While following the conventional script may still bring social and professional rewards to boys and men, research shows that those who rigidly adhere to certain masculine norms are not only more likely to harass and bully others but to themselves be victims of verbal or physical violence. They’re more prone to binge-drinking, risky sexual behavior, and getting in car accidents. They are also less happy than other guys, with higher depression rates and fewer friends in whom they can confide.
It wasn’t always thus. According to Andrew Smiler, a psychologist who has studied the history of Western masculinity, the ideal late-19th-century man was compassionate, a caretaker, but such qualities lost favor as paid labor moved from homes to factories during industrialization. In fact, the Boy Scouts, whose creed urges its members to be loyal, friendly, courteous, and kind, was founded in 1910 in part to counter that dehumanizing trend. Smiler attributes further distortions in masculinity to a century-long backlash against women’s rights. During World War I, women proved that they could keep the economy humming on their own, and soon afterward they secured the vote. Instead of embracing gender equality, he says, the country’s leaders “doubled down” on the inalienable male right to power, emphasizing men’s supposedly more logical and less emotional nature as a prerequisite for leadership.

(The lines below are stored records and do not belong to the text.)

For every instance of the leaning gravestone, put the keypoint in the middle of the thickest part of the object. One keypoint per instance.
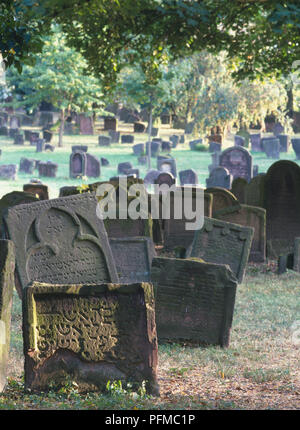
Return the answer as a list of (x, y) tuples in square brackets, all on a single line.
[(90, 333), (281, 199), (271, 147), (222, 199), (8, 171), (223, 243), (296, 147), (188, 177), (60, 241), (7, 268), (219, 177), (194, 301), (133, 258), (250, 216), (238, 161)]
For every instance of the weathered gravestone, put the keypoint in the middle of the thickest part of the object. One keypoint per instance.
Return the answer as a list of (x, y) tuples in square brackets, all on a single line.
[(138, 149), (271, 147), (250, 216), (296, 147), (219, 177), (188, 177), (38, 190), (127, 138), (194, 301), (238, 161), (48, 169), (8, 171), (238, 188), (60, 241), (281, 198), (222, 199), (223, 243), (7, 268), (255, 140), (114, 136), (239, 140), (90, 333), (27, 165), (86, 124), (133, 258), (167, 164), (104, 140)]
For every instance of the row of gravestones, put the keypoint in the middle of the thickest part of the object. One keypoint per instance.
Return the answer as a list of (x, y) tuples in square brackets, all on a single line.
[(89, 298)]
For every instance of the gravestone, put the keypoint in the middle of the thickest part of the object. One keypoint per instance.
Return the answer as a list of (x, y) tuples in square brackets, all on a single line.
[(27, 165), (93, 166), (238, 188), (19, 139), (215, 147), (188, 177), (8, 171), (90, 333), (86, 126), (250, 216), (82, 148), (127, 138), (155, 147), (38, 190), (223, 243), (296, 147), (7, 268), (239, 140), (283, 142), (123, 167), (40, 145), (255, 140), (48, 169), (271, 147), (60, 241), (219, 177), (78, 164), (138, 149), (222, 199), (110, 123), (238, 161), (167, 164), (114, 135), (104, 140), (281, 199), (133, 258), (194, 301), (165, 178), (139, 127)]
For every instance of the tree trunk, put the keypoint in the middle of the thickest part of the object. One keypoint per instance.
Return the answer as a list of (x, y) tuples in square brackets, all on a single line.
[(61, 128)]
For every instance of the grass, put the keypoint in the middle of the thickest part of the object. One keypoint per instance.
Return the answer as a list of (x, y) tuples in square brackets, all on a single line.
[(259, 370)]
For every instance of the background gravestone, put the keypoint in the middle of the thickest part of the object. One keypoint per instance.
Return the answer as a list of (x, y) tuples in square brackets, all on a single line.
[(90, 333), (133, 258), (60, 241), (194, 301), (219, 177), (238, 161), (7, 268), (223, 243)]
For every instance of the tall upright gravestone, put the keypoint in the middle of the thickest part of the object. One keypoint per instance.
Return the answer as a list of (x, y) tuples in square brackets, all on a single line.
[(238, 161), (60, 241), (7, 267), (223, 243)]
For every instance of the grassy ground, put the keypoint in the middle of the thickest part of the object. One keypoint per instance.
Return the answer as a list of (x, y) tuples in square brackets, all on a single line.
[(259, 370)]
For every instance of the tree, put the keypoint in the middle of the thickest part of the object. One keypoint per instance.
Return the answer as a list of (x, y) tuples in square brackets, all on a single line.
[(59, 77)]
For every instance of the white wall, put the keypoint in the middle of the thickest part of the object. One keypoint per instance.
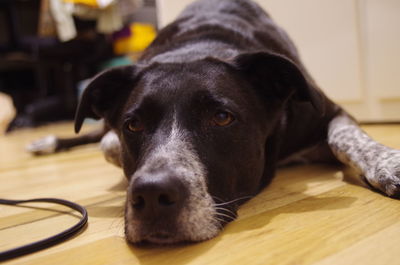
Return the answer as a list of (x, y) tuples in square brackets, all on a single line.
[(351, 47)]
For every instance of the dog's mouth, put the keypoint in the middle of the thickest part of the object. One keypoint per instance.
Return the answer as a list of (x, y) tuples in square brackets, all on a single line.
[(183, 229), (161, 238)]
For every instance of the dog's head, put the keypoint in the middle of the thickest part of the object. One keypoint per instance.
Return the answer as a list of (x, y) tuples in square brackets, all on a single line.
[(194, 137)]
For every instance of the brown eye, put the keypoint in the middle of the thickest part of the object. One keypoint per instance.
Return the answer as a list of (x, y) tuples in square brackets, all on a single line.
[(222, 118), (135, 125)]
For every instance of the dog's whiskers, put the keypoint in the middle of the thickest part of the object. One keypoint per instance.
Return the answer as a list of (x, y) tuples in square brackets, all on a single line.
[(226, 215)]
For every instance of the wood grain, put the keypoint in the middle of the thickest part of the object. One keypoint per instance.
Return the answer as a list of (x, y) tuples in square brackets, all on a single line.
[(308, 215)]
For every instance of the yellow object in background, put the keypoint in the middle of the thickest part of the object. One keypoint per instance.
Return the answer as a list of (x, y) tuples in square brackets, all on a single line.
[(141, 37)]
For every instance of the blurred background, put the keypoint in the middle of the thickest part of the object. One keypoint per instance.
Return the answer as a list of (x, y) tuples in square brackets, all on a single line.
[(50, 48)]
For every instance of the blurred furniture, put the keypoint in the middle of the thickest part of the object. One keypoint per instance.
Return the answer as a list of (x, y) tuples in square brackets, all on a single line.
[(351, 48), (41, 73)]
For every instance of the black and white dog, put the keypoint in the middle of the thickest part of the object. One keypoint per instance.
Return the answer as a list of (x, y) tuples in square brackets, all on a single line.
[(214, 105)]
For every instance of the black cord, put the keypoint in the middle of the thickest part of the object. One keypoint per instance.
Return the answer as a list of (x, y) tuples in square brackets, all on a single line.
[(50, 241)]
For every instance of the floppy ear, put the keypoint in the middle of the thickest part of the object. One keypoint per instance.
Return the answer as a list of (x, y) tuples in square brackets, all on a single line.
[(104, 91), (279, 77)]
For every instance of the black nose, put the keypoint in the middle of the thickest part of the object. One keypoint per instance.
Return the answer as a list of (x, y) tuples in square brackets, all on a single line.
[(157, 195)]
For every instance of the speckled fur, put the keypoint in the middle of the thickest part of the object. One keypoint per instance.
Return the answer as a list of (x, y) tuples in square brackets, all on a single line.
[(375, 163)]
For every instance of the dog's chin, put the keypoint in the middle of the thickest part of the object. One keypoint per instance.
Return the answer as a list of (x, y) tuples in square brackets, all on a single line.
[(166, 238)]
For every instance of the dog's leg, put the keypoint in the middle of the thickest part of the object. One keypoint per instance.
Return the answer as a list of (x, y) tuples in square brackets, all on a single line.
[(375, 163), (52, 144)]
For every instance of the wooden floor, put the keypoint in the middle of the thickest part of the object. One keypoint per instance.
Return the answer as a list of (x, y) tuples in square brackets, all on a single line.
[(308, 215)]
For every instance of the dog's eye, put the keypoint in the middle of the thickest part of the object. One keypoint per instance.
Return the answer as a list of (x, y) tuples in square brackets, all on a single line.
[(222, 118), (135, 125)]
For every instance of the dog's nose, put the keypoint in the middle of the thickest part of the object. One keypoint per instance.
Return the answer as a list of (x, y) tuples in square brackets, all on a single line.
[(155, 196)]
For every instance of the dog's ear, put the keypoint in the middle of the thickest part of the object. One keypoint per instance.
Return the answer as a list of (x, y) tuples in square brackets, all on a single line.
[(104, 91), (279, 77)]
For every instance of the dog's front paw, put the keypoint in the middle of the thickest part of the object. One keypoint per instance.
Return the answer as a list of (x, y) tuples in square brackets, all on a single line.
[(386, 174), (46, 145)]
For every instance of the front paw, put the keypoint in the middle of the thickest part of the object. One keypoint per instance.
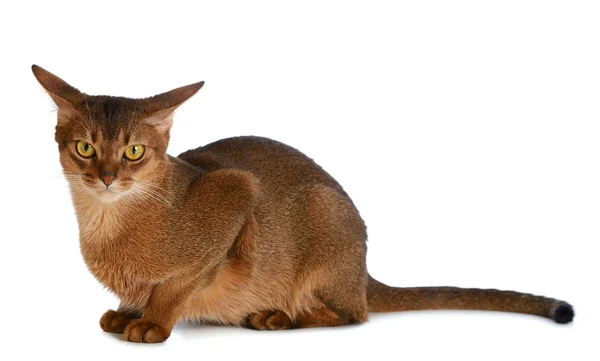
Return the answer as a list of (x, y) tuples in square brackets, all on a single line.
[(143, 330), (113, 321)]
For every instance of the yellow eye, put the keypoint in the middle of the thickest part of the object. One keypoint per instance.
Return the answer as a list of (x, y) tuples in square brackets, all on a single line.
[(134, 152), (84, 149)]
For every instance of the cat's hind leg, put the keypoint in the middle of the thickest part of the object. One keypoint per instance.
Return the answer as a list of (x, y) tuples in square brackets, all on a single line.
[(269, 320)]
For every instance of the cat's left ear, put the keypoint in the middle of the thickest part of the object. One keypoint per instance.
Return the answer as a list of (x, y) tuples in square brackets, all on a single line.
[(64, 95), (160, 107)]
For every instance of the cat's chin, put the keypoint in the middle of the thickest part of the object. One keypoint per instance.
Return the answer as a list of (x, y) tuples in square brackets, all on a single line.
[(107, 196)]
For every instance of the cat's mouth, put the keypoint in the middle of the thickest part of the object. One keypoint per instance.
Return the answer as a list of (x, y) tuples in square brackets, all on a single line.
[(108, 194)]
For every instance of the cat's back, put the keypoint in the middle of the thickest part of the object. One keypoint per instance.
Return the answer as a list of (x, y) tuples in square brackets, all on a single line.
[(275, 164)]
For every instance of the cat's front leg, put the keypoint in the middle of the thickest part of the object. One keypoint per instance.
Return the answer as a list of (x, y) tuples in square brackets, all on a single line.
[(133, 303), (116, 321), (164, 308)]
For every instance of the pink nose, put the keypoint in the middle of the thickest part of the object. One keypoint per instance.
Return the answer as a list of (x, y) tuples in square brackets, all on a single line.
[(107, 179)]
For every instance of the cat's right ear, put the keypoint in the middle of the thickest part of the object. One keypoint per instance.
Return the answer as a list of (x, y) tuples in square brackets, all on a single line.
[(64, 95)]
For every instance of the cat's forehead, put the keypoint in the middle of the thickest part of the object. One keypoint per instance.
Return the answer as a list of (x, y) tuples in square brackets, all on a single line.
[(113, 117)]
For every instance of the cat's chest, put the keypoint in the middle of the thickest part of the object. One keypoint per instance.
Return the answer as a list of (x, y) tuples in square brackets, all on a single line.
[(123, 261)]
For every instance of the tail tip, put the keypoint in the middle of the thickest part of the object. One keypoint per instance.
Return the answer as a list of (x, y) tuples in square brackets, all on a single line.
[(563, 313)]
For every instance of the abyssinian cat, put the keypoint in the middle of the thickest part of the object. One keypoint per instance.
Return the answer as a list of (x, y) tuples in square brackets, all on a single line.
[(244, 231)]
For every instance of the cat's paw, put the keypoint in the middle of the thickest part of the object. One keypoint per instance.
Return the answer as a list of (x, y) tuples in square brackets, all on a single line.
[(143, 330), (269, 320), (113, 321)]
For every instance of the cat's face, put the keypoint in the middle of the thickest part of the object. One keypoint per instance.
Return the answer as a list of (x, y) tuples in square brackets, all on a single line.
[(112, 148), (108, 150)]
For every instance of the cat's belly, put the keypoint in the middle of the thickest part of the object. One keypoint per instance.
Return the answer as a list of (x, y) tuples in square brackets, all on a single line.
[(234, 295)]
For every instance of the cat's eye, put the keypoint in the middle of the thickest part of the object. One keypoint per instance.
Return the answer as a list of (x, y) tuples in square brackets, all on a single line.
[(134, 152), (85, 149)]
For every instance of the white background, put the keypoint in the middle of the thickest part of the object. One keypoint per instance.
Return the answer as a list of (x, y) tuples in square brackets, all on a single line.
[(467, 132)]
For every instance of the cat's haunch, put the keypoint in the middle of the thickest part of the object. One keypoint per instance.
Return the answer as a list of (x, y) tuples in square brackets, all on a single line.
[(244, 231)]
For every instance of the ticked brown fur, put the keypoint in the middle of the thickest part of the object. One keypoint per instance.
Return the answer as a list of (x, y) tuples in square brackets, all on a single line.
[(244, 231)]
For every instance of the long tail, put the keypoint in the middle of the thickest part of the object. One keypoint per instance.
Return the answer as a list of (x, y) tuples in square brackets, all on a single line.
[(383, 298)]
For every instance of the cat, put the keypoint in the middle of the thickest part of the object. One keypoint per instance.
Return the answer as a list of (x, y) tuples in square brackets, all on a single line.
[(245, 231)]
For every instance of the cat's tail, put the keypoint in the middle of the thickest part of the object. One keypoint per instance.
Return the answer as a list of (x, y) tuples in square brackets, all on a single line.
[(383, 298)]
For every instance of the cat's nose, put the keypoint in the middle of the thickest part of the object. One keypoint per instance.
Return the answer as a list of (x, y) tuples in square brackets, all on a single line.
[(108, 178)]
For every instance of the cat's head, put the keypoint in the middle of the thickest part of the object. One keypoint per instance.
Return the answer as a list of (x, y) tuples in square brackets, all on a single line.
[(112, 146)]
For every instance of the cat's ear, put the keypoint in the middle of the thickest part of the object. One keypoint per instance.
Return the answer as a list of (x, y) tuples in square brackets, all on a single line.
[(64, 95), (160, 107)]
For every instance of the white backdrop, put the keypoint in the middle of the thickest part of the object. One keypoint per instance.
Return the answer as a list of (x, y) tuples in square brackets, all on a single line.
[(467, 132)]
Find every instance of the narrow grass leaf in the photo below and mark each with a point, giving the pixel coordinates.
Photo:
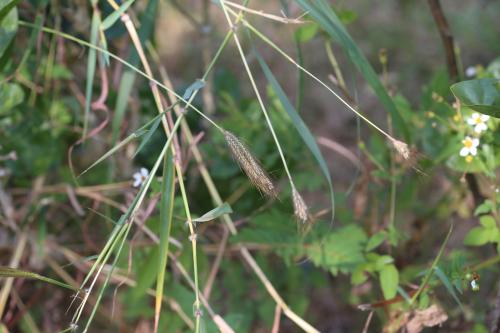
(114, 16)
(6, 7)
(404, 294)
(8, 272)
(449, 287)
(148, 136)
(91, 64)
(117, 147)
(217, 212)
(434, 264)
(329, 21)
(194, 87)
(128, 78)
(166, 210)
(300, 126)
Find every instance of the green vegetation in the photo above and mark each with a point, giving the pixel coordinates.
(172, 166)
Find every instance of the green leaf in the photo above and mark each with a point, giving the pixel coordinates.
(306, 32)
(429, 273)
(148, 136)
(329, 21)
(11, 95)
(375, 240)
(300, 126)
(195, 86)
(91, 64)
(447, 283)
(488, 222)
(484, 208)
(127, 81)
(6, 272)
(477, 236)
(481, 95)
(166, 210)
(8, 28)
(389, 280)
(215, 213)
(114, 16)
(340, 250)
(6, 6)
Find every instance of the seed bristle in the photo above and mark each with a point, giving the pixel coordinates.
(299, 206)
(250, 165)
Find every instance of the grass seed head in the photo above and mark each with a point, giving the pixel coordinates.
(299, 206)
(252, 168)
(402, 148)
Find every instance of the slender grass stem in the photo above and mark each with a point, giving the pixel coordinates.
(290, 59)
(257, 93)
(124, 62)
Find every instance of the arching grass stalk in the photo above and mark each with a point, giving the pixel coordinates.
(400, 146)
(214, 193)
(124, 62)
(154, 88)
(120, 235)
(257, 93)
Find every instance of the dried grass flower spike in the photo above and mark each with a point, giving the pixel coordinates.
(250, 165)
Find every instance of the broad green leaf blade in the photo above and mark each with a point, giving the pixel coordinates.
(477, 236)
(6, 272)
(389, 281)
(195, 86)
(481, 95)
(215, 213)
(148, 136)
(91, 64)
(321, 12)
(114, 16)
(8, 28)
(447, 283)
(166, 210)
(147, 26)
(6, 6)
(299, 125)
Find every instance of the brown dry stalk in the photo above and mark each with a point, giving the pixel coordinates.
(254, 171)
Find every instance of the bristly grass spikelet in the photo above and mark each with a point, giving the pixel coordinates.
(250, 165)
(299, 206)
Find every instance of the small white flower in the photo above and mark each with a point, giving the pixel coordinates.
(474, 285)
(140, 177)
(479, 122)
(470, 146)
(471, 71)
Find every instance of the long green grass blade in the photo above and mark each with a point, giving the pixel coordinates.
(91, 64)
(166, 210)
(329, 21)
(432, 269)
(217, 212)
(449, 287)
(114, 16)
(299, 125)
(128, 77)
(6, 272)
(148, 136)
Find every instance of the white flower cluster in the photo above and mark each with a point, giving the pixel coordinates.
(479, 125)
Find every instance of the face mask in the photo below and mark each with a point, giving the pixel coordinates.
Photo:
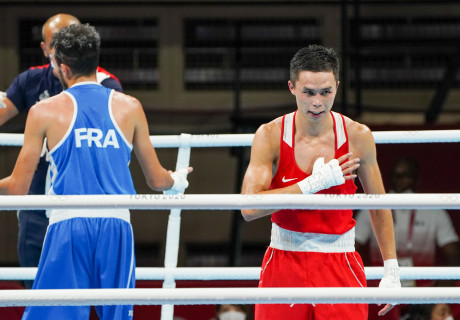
(232, 315)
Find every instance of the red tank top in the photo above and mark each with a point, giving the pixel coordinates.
(288, 173)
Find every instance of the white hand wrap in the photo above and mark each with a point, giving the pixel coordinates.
(323, 176)
(2, 96)
(180, 182)
(390, 274)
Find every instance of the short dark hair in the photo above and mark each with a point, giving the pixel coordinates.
(314, 58)
(77, 46)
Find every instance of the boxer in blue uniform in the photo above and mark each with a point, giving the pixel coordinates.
(90, 131)
(29, 87)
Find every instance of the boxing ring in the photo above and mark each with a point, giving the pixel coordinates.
(169, 296)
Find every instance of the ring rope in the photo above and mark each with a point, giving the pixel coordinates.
(242, 140)
(194, 296)
(244, 273)
(235, 201)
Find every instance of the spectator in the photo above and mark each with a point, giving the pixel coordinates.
(417, 232)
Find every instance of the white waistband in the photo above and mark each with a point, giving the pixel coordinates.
(57, 215)
(312, 242)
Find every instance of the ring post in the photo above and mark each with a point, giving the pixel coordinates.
(173, 232)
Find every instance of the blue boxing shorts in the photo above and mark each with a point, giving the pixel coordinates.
(86, 249)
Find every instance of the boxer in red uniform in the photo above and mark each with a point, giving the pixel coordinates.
(315, 150)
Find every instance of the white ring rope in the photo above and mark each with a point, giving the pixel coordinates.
(235, 201)
(244, 140)
(193, 296)
(245, 273)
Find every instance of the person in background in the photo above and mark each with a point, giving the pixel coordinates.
(31, 86)
(439, 311)
(417, 232)
(233, 312)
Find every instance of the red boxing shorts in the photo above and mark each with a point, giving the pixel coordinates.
(282, 268)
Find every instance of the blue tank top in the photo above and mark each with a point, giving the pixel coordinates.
(93, 157)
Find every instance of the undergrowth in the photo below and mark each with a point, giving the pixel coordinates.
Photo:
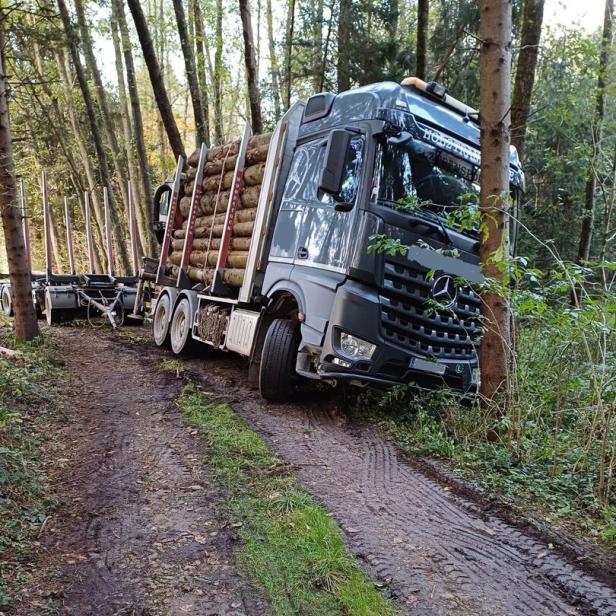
(289, 543)
(27, 395)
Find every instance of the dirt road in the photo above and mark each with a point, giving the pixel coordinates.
(146, 536)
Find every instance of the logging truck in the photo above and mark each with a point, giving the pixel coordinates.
(331, 249)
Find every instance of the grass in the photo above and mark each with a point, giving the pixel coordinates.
(289, 543)
(27, 397)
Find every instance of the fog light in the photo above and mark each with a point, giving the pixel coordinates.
(341, 362)
(355, 347)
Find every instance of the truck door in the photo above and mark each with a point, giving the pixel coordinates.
(325, 235)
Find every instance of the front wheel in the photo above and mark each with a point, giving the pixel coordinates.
(181, 325)
(160, 326)
(277, 376)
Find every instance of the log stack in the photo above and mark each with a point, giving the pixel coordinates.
(218, 176)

Then, during the second half of the 20th century, traditional paths to manhood—early marriage, breadwinning—began to close, along with the positive traits associated with them. Today many parents are unsure of how to raise a boy, what sort of masculinity to encourage in their sons. But as I learned from talking with boys themselves, the culture of adolescence, which fuses hyperrationality with domination, sexual conquest, and a glorification of male violence, fills the void.
For Cole, as for many boys, this stunted masculinity is a yardstick against which all choices, even those seemingly irrelevant to male identity, are measured. When he had a choice, he would team up with girls on school projects, to avoid the possibility of appearing subordinate to another guy. “With a girl, it feels safer to talk and ask questions, to work together or to admit that I did something wrong and want help,” Cole said. During his junior year, he briefly suggested to his crew teammates that they go vegan for a while, just to show that athletes could. “And everybody was like, ‘Cole, that is the dumbest idea ever. We’d be the slowest in any race.’ That’s somewhat true—we do need protein. We do need fats and salts and carbs that we get from meat. But another reason they all thought it was stupid is because being vegans would make us pussies.”